Because when the habit isn’t attached to an identity, it’s attached to willpower. And willpower is a finite resource. Ask anyone who’s flamed out on their new gym membership by February.
I’ve watched this identify piece play out with my kids.
Hawk and Henry are readers. Not because I set a screen time limit or built a reward chart or made them. It just settled into them somewhere along the way and became who they are.
They read in the car on the way to school. They read when they wake up before anyone else is moving. They read themselves to sleep at night.
Nobody asks them to. Nobody has to.
Because somewhere along the way, the question stopped being do I feel like reading? and became this is what I do.
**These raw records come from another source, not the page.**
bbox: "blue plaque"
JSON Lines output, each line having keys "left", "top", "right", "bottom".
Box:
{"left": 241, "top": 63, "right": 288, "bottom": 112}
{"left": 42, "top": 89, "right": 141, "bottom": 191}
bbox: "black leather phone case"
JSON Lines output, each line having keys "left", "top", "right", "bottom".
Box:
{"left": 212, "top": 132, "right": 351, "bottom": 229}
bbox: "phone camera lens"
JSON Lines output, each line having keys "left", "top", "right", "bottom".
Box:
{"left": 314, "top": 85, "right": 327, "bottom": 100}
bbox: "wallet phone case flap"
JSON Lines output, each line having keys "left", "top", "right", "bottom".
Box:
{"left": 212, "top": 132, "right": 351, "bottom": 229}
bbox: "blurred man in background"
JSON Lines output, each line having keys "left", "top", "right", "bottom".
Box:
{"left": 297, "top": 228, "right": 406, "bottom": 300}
The book is just the next natural thing.
That’s the shift. From rule to identity.
And I find myself thinking about it every time someone tells me they’re “trying to build a workout habit” or “getting back into eating well.” Because the word trying is a tell. It means the behavior hasn’t found its home yet. It’s still sitting outside the self, waiting to be invited in.
Clear calls this identity-based habits. Instead of deciding what outcome you want, you decide what kind of person you want to be. Then you ask what that person would do.
It sounds simple. It’s not.
Because most of us have identities we inherited rather than chose. We were the kid who didn’t like vegetables. The person who’s not a morning person. The one who used to be in shape.
Those stories are sticky. Stickier than any habit we try to paste on top of them.
The research backs this up in ways that go beyond habit formation.
When people shift their internal narrative (when they say I don’t eat that instead of I can’t eat that) compliance rates go up. Dramatically. One study found that identity-based language increased follow-through by over 50%.
Because I can’t implies deprivation. I don’t implies a standard.
One is a wall. The other is a value.
Here’s where I think most health conversations go sideways.
We optimize for the habit, not the person.
We obsess over the right morning routine, the perfect macro split, the ideal sleep protocol; and we skip the foundational question: what kind of person am I building toward?
And that’s not an easy question always. But it’s the most practical one there is.
Because when you’re clear on who you’re becoming, the habits aren’t maintenance. They’re expression.
I’m in the gym three or four times a week. Not because I have something to prove or a race to train for. Because I’m someone who shows up for his body. Consistently. Quietly. Even when it’s inconvenient.
When I miss a stretch of days, I feel the drift...not as guilt, but as a kind of distance from myself. Like I’ve been neglecting a relationship.
That’s what identity-rooted habits feel like from the inside.
Not discipline. Recognition.
Clear says the goal is not to run a marathon. The goal is to become a runner. The marathon is just the proof.
I’d take that one step further.
The goal isn’t even the runner. It’s becoming someone you actually like spending time inside of. A self that feels familiar. Earned. One you’d choose again if you had the choice.
Every workout, every early bedtime, every meal that actually nourishes; they’re not just habits.
They’re votes.
Cast enough of them, and the person you were trying to become is just who you are.


The habits that stuck for me weren't the best ones - they were the easiest ones to repeat without thinking.